In a federal court hearing on Jan 4, environmental groups unsuccessfully sought a preliminary injunction to stop the lease sale. It was argued that such a move would cost Alaskan natives living in the region jobs and revenue.

Indigenous groups, such as the Gwich’in people, were unhappy that the leases were offered, as they have relied for centuries on the Porcupine caribou herd that migrates each year through the refuge. The concerns they raised during the public comment period did result in 460,000 acres, or 10 leasable tracts, being withdrawn due to wildlife concerns involving caribou and polar bears, but many environmentalists question whether that concession is sufficient.

Kaktovik, a small native village with a population of 260 on the northern edge of the refuge, also has control of 372 square kilometers of land inside the reserve. Many argue that the drilling for oil could provide a major economic boost for the village residents.

“We live in a cash economy even in the Arctic, and we need jobs and an economy to survive,” says Matthew Rexford, a lifelong Kaktovik resident and president of the native corporation.

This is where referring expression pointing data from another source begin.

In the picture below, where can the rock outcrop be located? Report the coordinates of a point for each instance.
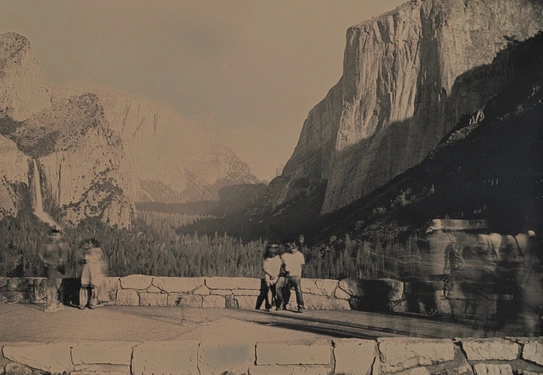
(408, 77)
(23, 88)
(98, 151)
(174, 160)
(80, 161)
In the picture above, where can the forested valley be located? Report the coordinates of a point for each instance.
(154, 247)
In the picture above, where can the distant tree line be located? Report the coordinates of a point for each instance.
(153, 247)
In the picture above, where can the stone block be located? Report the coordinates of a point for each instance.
(493, 369)
(54, 358)
(153, 299)
(113, 353)
(174, 299)
(101, 369)
(17, 369)
(171, 357)
(231, 302)
(201, 291)
(21, 284)
(316, 353)
(354, 356)
(399, 354)
(387, 289)
(232, 283)
(190, 300)
(153, 289)
(225, 357)
(140, 282)
(246, 292)
(320, 287)
(353, 287)
(533, 351)
(245, 302)
(127, 297)
(313, 302)
(110, 288)
(221, 292)
(341, 294)
(39, 289)
(12, 296)
(178, 284)
(417, 371)
(490, 349)
(214, 302)
(291, 370)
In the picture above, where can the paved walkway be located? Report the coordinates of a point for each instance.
(26, 322)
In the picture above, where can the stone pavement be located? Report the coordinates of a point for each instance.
(29, 323)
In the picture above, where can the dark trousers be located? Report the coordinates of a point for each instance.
(287, 282)
(263, 296)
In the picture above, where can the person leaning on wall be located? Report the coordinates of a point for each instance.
(271, 267)
(292, 261)
(53, 254)
(92, 275)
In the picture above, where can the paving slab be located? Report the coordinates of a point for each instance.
(29, 323)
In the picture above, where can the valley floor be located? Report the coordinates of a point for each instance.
(29, 323)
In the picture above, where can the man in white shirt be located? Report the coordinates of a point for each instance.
(292, 264)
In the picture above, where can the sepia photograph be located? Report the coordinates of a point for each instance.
(291, 187)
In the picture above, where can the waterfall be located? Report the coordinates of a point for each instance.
(38, 199)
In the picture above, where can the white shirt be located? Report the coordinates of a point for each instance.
(293, 262)
(272, 265)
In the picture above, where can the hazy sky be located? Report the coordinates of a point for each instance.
(248, 71)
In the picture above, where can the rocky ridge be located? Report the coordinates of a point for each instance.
(99, 150)
(407, 79)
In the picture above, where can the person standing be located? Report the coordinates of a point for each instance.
(53, 255)
(435, 264)
(92, 276)
(271, 266)
(292, 261)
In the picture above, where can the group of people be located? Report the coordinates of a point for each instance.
(91, 259)
(482, 266)
(282, 267)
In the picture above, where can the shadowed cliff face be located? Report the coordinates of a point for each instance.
(398, 98)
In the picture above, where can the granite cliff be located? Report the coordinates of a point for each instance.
(174, 160)
(99, 151)
(408, 78)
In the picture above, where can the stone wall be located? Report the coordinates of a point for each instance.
(386, 295)
(383, 356)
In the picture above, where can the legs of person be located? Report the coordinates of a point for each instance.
(262, 296)
(280, 286)
(85, 283)
(269, 295)
(52, 288)
(94, 297)
(296, 282)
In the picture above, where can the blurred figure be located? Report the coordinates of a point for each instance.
(434, 266)
(530, 282)
(271, 266)
(53, 255)
(292, 260)
(477, 278)
(92, 275)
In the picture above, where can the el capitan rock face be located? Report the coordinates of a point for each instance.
(408, 78)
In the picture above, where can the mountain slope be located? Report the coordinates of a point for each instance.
(400, 92)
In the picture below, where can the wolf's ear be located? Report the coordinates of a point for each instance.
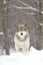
(25, 25)
(16, 26)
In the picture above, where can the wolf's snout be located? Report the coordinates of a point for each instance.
(21, 33)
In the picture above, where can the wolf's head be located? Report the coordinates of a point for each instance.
(21, 31)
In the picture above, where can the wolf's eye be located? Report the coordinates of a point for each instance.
(25, 29)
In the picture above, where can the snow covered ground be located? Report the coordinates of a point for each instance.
(33, 57)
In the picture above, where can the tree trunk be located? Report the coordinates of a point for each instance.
(5, 25)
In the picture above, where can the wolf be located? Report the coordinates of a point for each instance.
(22, 38)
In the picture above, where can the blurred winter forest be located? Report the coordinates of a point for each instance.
(14, 12)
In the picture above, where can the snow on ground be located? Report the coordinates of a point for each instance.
(33, 57)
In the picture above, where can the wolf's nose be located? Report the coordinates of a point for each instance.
(21, 33)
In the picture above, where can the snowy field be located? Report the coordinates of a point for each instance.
(33, 57)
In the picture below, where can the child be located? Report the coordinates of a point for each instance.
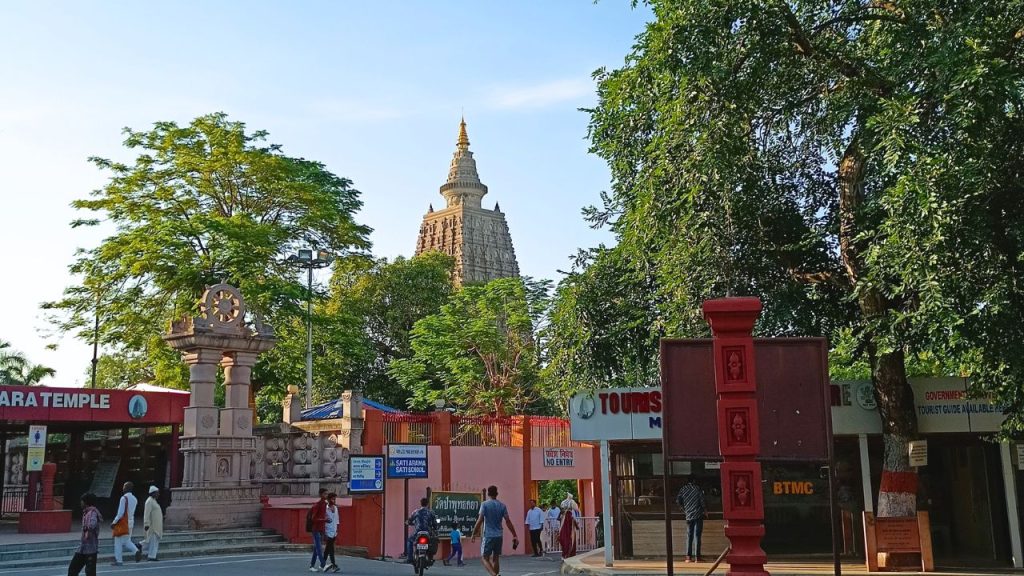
(456, 545)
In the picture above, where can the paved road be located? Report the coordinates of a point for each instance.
(286, 564)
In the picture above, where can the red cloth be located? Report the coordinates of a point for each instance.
(320, 516)
(566, 536)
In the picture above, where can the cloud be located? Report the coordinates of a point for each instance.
(542, 95)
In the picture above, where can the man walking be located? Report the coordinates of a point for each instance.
(124, 525)
(535, 523)
(317, 525)
(85, 557)
(691, 499)
(492, 513)
(153, 524)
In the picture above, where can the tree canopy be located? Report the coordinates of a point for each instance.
(203, 203)
(855, 164)
(15, 369)
(478, 354)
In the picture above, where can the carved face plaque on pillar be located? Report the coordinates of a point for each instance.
(740, 487)
(223, 467)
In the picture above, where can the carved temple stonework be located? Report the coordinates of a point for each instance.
(217, 444)
(478, 239)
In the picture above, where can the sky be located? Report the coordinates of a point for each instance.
(374, 90)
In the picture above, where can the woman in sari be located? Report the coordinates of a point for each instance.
(566, 536)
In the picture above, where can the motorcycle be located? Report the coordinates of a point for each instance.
(422, 559)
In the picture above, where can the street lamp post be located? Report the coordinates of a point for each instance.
(309, 260)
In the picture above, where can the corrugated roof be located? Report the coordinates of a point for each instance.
(332, 409)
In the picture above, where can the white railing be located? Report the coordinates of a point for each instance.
(586, 535)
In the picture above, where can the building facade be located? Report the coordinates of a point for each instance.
(478, 239)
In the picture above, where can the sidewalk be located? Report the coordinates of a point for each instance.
(593, 563)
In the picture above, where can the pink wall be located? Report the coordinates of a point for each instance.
(475, 468)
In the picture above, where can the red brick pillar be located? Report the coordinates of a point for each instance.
(527, 474)
(731, 322)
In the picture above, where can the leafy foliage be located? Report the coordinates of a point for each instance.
(201, 204)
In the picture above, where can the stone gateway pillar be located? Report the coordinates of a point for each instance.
(217, 443)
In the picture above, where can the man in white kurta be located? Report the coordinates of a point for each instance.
(153, 520)
(126, 506)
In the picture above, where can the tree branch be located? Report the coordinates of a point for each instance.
(855, 71)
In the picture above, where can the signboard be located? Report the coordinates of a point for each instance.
(793, 399)
(919, 452)
(558, 457)
(42, 404)
(407, 460)
(942, 405)
(615, 414)
(366, 474)
(459, 507)
(103, 478)
(37, 449)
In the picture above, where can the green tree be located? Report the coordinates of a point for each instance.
(477, 354)
(386, 299)
(15, 369)
(200, 204)
(856, 164)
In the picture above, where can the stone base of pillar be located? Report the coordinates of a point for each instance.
(747, 558)
(214, 508)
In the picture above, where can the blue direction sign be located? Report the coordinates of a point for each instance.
(407, 460)
(366, 474)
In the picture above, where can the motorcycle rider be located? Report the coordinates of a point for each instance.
(423, 520)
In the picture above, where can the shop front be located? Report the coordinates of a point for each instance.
(968, 486)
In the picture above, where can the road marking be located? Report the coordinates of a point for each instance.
(168, 564)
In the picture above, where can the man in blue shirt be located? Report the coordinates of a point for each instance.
(492, 513)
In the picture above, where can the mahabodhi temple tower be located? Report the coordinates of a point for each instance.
(478, 239)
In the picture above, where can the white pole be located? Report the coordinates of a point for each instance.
(606, 502)
(1010, 487)
(865, 474)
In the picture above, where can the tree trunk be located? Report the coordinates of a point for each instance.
(898, 492)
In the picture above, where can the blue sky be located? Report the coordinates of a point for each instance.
(373, 89)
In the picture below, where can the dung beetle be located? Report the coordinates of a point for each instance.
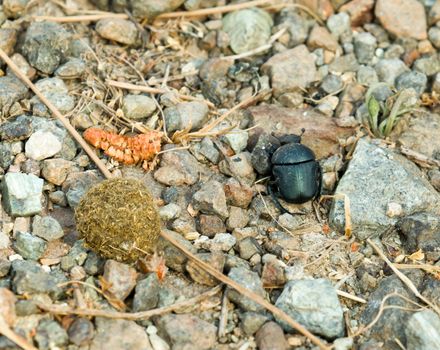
(297, 175)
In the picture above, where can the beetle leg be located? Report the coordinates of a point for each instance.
(275, 198)
(319, 179)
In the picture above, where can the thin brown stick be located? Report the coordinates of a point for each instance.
(213, 10)
(78, 138)
(12, 336)
(247, 293)
(80, 18)
(402, 277)
(134, 316)
(150, 90)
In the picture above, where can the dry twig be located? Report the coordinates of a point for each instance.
(78, 138)
(213, 10)
(150, 90)
(134, 316)
(403, 278)
(80, 18)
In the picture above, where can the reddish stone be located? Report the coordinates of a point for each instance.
(322, 134)
(323, 8)
(402, 18)
(360, 11)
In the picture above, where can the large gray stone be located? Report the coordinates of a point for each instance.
(22, 194)
(423, 331)
(375, 178)
(314, 304)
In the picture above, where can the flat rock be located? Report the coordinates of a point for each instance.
(117, 29)
(119, 334)
(374, 178)
(187, 331)
(271, 337)
(321, 135)
(42, 145)
(22, 194)
(423, 331)
(11, 91)
(314, 304)
(177, 168)
(55, 170)
(291, 70)
(402, 18)
(138, 106)
(249, 280)
(211, 199)
(422, 135)
(320, 37)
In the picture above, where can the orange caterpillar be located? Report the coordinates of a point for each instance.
(125, 149)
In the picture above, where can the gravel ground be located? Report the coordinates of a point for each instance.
(362, 77)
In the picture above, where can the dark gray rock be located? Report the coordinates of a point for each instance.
(146, 295)
(187, 331)
(18, 129)
(29, 246)
(374, 178)
(412, 79)
(249, 280)
(393, 321)
(314, 304)
(248, 247)
(45, 45)
(11, 91)
(175, 259)
(119, 334)
(5, 155)
(423, 331)
(252, 321)
(420, 231)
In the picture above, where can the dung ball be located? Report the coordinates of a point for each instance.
(116, 217)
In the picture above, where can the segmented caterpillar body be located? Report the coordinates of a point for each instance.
(125, 149)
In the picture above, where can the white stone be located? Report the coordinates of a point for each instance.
(42, 145)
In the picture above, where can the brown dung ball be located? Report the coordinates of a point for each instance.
(117, 216)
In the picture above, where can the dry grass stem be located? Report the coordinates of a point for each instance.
(134, 316)
(78, 138)
(257, 50)
(80, 18)
(403, 278)
(351, 297)
(213, 10)
(247, 293)
(150, 90)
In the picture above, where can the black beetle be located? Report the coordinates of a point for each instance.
(297, 175)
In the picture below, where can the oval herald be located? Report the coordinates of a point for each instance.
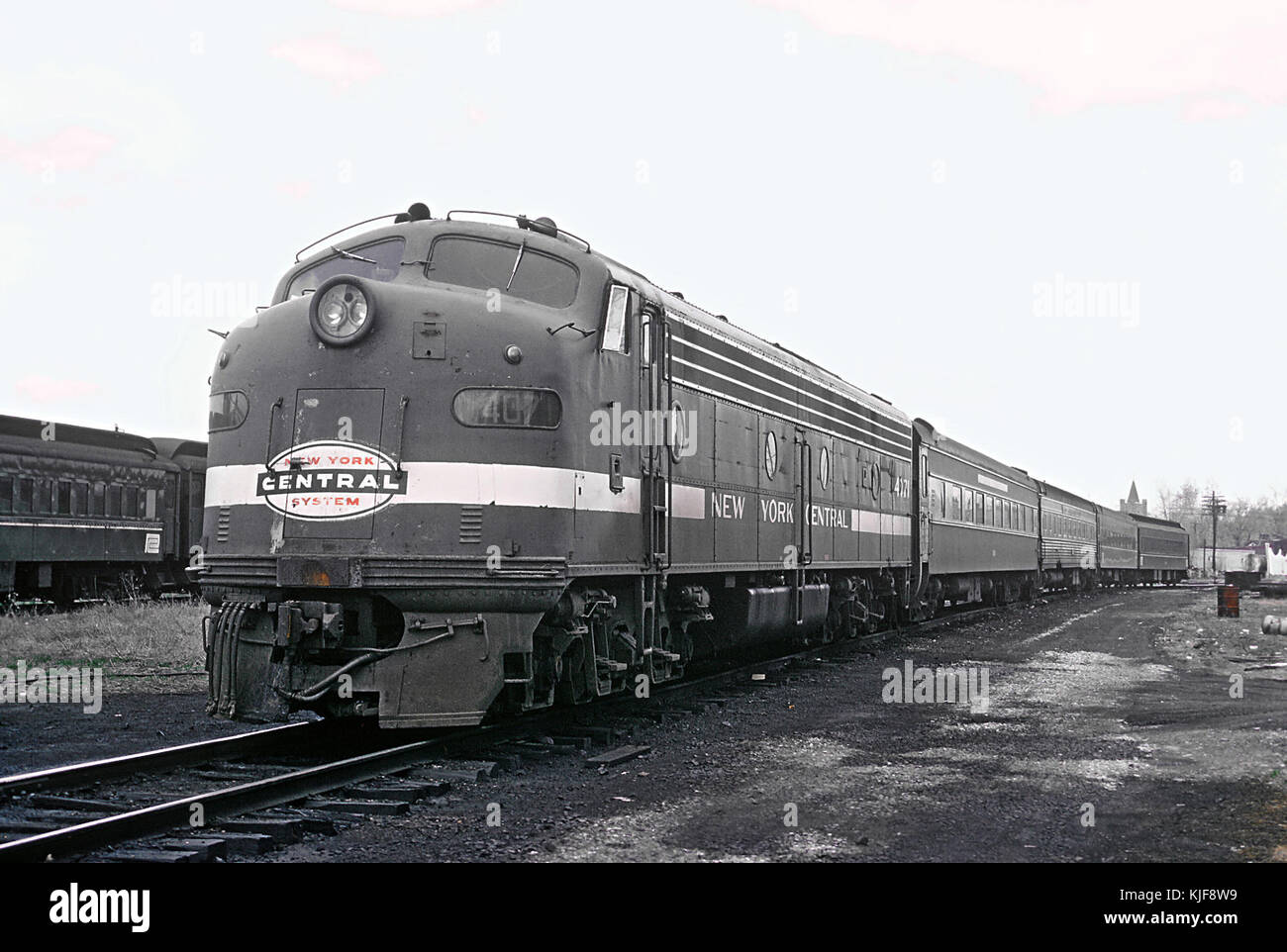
(330, 480)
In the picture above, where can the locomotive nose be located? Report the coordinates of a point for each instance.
(334, 474)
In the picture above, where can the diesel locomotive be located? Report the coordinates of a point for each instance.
(468, 466)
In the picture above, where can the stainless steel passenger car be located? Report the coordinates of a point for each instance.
(982, 525)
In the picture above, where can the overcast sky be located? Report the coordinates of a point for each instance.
(1056, 231)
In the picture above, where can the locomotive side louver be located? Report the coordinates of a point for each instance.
(471, 524)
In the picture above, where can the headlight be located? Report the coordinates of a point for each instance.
(340, 310)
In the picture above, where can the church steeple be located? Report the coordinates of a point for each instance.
(1132, 503)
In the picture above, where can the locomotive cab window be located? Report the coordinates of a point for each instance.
(614, 318)
(228, 411)
(516, 270)
(507, 407)
(377, 261)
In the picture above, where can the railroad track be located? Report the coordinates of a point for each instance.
(78, 826)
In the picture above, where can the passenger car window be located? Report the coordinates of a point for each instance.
(511, 269)
(382, 264)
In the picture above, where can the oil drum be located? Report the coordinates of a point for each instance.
(1227, 601)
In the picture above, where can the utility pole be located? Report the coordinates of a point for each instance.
(1217, 506)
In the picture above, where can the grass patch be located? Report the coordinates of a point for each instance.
(121, 638)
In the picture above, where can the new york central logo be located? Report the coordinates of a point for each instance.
(331, 479)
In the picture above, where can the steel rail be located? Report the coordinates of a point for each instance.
(226, 803)
(181, 755)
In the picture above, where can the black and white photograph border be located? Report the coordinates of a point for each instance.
(742, 431)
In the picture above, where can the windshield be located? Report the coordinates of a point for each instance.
(382, 260)
(514, 269)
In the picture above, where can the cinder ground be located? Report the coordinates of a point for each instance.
(1115, 706)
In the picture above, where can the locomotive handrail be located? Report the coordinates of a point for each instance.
(518, 219)
(271, 420)
(355, 224)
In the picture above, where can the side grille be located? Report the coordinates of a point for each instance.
(471, 524)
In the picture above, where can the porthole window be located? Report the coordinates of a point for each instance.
(678, 436)
(770, 454)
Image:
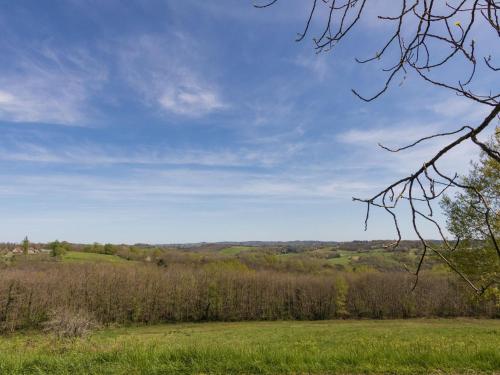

Nonetheless, with the damage to the area that has already occurred when seismic activity was used to detect the presence of oil as evidence it was evident that the landscape is quite sensitive. The tundra still has scars from the only previous seismic exploration in the refuge, done in the winter in the mid-1980s. 

This also affects wildlife. For instance it is observed that as sea ice on the Arctic Ocean abutting the refuge shrinks, polar bears in the area are threatened with extinction due to climate change. They have been forced to spend more time on land. The activity could also disturb or squash hibernating female bears and cubs, whose dens are hidden under snow.

The recent auction for oil drilling leases in the Alaskan Arctic has attracted no major oil companies, and the amount raised was nowhere near what was projected when the Republican-led Congress officially opened the coastal plain to drilling in 2017 as part of the Tax Cuts and Jobs Act. In fact, of the 22 parcels of land, totaling 1.1 million acres, the government of Alaska was the sole bidder and ended up winning leases on 9 of the 12 parcels that received bids. Half of the profit will go to the federal government, while the other half will go back to the state of Alaska.

President-elect Joe Biden has vowed to ban all new drilling on public land. 

“We aim to permanently [protect] the Arctic National Wildlife Refuge and other areas impacted by President Trump’s attack on federal lands and waters.” wrote the President-elect’s administration on their website.

Overall, as a result of the minimal interest which was not expected, there still remain openings for the protection of the Arctic National Wildlife Refuge, and Trump’s Tax Cuts and Jobs Act of 2017 has not exceeded expectations.